Через какое-то время произнесение вслух определенным образом названий вещей или явлений начинает формировать твое сознание. Если ты понимаешь, что лжешь, называя войну «специальной военной операцией», это вызывает у тебя когнитивный диссонанс. Делается это, конечно же, через принуждение, через угрозу репрессий. Насаждается именно для того, чтобы привести людей к конформности, чтобы подавить сопротивление и мысли о сопротивлении через соблюдение ритуала, который заставляет тебя в ежесекундном режиме, по крайней мере каждый раз, когда ты говоришь на эту тему вслух, отказываться от своих убеждений.
Когда ты публично вынужден замалчивать правду или, находясь в публичном пространстве или даже в компании относительно близких людей, называть войну «СВО», зная, что именно этого требует от тебя власть, и зная, что власть запрещает называть войну войной, ты каждый раз сам себе свой хребет гнешь.
Ты его гнешь, гнешь, и либо ты станешь гуттаперчевым от этого, либо хребет у тебя хрустнет.
Из-за того, что ты испытываешь когнитивный диссонанс, это ощущение неприятное.

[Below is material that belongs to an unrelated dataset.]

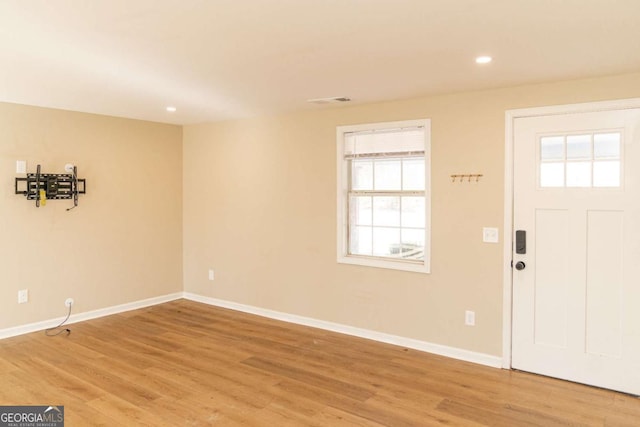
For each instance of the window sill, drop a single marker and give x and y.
(382, 263)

Ты понимаешь, что наступаешь на горло собственной песне, отказываешься от своих собственных принципов, ты стараешься всего этого избежать. Но если, с одной стороны, это подкрепляется репрессиями, страхом наказания, рисками, и ты не можешь в эту сторону ступить, потому что боишься потери работы, потери свободы, может быть расправы, то ты начинаешь двигаться в другую сторону. Ты, чтобы не чувствовать себя лжецом и трусом, чтобы не подрывать основы собственного мироощущения, где ты желаешь видеть себя человеком правым и правильным, начинаешь убеждать себя в верности аргументов, на которых зиждется оправдание насилия, заведомо лживых аргументов, лживость которых ты прекрасно понимал вначале. Ты начинаешь искать аргументы, которые позволят тебе подвергнуть эрозии собственную прежнюю позицию и укрепить в этом диалектическом поединке позиции той стороны, которая угрожает тебе насилием. И, мне кажется, вот на этом строится конформизм.
С точки зрения социальных психологов, я, вероятно, произношу какие-то банальности, но это всё личные тривиальные открытия, сделанные мной на протяжении последних полутора лет, когда я наблюдал интроспективно и за тем, какие ощущения я проживаю, и за тем, как меняется и поведение, и риторика людей, прежде всего в России, остающихся в стране по своему выбору или вынужденно.
Ты начинаешь подвергать сомнению возможность истины как таковой, говоря себе, что нет истины, есть только точки зрения. И точка зрения равна другой точке зрения. Да и то, что Путин видит мир вот так, словно там всё еще продолжается холодная война или словно Вторая мировая не заканчивалась, это теперь как будто бы валидная точка зрения. Хотя мы прекрасно понимаем, что пока он эту реальность не реализовал путем масштабного кровопролития, пока он не вызвал эту реальность к жизни, она существовала исключительно в его воображении.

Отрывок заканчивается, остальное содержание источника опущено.